Das ist ein Teil des Marihuanas, das die Familie in ihrer Wohnung lagerte. Foto: Polizei Essen
Die Familie hatte schon längere Zeit in Verdacht gestanden, mit Drogen zu handeln. Deshalb hatte das zuständige Gericht einen Durchsuchungsbeschluss genehmigt, der nun von der Essener Polizei umgesetzt wurde.
Die Ermittler drangen am frühen Morgen in die Wohnung im Stadtteil Bergeborbeck ein. Dort trafen sie den 33-jährigen Verdächtigen und seine 31 Jahre alte, schwangere Ehefrau an. Außerdem waren ihre fünf Kinder (ein bis elf Jahre alt) sowie die Großeltern anwesend. Sie alle haben keine Aufenthaltsgenehmigung für die Bundesrepublik.
Im Schlafzimmer fanden die Ermittler schließlich die gesuchten Beweismittel. In zwei Reisekoffern, einer Kühltasche und mehreren Eimern lagerte die Familie vier Kilogramm Marihuana.
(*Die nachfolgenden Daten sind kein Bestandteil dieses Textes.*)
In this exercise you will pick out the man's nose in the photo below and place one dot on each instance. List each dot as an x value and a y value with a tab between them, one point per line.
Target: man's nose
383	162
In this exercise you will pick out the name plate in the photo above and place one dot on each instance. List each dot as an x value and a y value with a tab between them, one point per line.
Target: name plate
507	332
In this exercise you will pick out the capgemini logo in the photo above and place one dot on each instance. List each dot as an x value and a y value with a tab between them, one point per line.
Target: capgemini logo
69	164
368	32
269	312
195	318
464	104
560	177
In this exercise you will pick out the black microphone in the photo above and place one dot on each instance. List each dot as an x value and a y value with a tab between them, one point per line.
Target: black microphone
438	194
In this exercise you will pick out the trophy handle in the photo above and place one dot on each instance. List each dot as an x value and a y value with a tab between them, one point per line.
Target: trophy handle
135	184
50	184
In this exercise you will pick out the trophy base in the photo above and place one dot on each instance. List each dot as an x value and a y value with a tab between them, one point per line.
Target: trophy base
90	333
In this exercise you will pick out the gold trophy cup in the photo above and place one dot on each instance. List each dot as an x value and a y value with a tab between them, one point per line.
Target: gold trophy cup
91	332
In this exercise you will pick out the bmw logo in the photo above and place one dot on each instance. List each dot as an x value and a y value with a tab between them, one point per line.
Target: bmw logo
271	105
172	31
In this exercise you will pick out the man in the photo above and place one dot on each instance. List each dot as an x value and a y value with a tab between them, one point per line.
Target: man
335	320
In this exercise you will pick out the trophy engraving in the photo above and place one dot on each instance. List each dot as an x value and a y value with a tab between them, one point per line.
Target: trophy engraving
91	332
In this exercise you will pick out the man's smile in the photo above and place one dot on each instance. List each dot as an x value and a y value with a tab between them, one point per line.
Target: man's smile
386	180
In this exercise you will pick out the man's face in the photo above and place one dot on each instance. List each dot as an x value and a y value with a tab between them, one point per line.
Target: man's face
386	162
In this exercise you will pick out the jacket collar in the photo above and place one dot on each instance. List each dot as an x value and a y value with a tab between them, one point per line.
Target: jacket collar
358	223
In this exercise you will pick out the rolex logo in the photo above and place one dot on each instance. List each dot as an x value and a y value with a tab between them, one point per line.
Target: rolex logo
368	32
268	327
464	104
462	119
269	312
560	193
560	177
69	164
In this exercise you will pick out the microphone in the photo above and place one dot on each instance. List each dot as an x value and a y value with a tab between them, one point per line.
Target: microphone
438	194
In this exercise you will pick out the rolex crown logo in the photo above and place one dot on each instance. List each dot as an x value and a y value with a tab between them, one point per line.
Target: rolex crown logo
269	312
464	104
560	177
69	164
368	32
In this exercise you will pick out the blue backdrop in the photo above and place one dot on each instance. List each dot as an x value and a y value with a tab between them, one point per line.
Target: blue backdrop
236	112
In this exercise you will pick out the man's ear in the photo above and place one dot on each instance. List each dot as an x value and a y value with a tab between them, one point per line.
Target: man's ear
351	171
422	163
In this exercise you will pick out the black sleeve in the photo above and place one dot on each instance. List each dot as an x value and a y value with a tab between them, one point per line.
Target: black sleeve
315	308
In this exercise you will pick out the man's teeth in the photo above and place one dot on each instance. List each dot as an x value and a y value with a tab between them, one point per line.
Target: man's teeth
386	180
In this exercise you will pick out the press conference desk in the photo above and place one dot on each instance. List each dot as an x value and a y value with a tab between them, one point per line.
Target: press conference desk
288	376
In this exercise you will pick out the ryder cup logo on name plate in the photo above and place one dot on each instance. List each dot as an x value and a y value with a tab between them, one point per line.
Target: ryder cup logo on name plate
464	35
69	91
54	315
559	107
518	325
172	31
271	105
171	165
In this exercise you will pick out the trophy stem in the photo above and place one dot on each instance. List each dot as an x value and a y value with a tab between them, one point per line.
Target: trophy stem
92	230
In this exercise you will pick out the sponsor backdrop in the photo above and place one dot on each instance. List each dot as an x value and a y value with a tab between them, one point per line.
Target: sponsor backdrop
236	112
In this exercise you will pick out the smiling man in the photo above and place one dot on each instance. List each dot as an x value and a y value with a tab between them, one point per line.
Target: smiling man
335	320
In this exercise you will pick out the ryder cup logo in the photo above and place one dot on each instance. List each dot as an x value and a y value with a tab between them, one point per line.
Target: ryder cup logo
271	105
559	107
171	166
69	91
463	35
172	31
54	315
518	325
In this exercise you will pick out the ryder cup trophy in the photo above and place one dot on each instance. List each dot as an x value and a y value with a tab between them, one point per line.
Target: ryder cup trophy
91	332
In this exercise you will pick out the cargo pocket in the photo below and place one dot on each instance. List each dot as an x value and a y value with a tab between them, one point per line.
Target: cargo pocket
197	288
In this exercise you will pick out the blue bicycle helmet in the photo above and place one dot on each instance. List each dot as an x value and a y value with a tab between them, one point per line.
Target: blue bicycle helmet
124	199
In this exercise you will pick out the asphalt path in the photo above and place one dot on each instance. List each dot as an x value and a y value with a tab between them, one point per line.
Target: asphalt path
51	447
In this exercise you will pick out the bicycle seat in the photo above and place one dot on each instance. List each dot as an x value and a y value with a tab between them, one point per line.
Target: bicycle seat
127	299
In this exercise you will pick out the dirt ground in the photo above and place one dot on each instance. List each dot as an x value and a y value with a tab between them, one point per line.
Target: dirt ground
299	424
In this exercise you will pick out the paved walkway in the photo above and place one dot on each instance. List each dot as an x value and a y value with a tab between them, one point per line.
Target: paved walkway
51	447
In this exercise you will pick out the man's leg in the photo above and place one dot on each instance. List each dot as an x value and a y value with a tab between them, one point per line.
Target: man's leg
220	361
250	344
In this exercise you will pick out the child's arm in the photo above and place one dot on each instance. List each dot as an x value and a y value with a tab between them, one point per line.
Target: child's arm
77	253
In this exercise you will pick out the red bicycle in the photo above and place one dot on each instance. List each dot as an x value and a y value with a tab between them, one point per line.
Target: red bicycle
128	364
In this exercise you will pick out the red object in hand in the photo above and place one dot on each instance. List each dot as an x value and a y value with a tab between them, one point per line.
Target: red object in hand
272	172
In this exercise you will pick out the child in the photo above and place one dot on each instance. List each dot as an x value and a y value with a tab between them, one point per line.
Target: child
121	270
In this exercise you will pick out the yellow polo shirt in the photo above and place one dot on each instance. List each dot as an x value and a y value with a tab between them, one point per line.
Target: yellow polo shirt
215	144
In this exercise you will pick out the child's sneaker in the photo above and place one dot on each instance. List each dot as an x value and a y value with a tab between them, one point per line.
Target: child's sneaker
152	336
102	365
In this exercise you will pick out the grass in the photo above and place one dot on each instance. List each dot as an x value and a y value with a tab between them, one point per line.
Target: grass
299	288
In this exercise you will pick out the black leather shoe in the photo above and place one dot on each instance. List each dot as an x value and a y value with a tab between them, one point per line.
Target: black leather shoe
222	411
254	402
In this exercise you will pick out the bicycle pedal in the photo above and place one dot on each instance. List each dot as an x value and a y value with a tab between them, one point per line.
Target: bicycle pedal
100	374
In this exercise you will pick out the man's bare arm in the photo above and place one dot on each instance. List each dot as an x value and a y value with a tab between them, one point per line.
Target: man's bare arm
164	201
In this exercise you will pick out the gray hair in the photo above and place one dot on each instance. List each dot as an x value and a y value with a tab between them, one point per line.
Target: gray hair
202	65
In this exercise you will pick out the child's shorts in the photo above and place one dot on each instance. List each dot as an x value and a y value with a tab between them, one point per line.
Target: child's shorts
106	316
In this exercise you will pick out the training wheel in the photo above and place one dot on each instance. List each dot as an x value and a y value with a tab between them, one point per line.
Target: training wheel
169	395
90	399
Außerdem hatte sie 15.000 Euro in bar gehortet.
Der 33-jährige Familienvater wurde direkt in Untersuchungshaft gesteckt. Ihn erwartet nun ein umfangreiches Ermittlungsverfahren. Seine Familie wurde kurze Zeit später, unter Meldeauflagen, wieder auf freien Fuß gesetzt.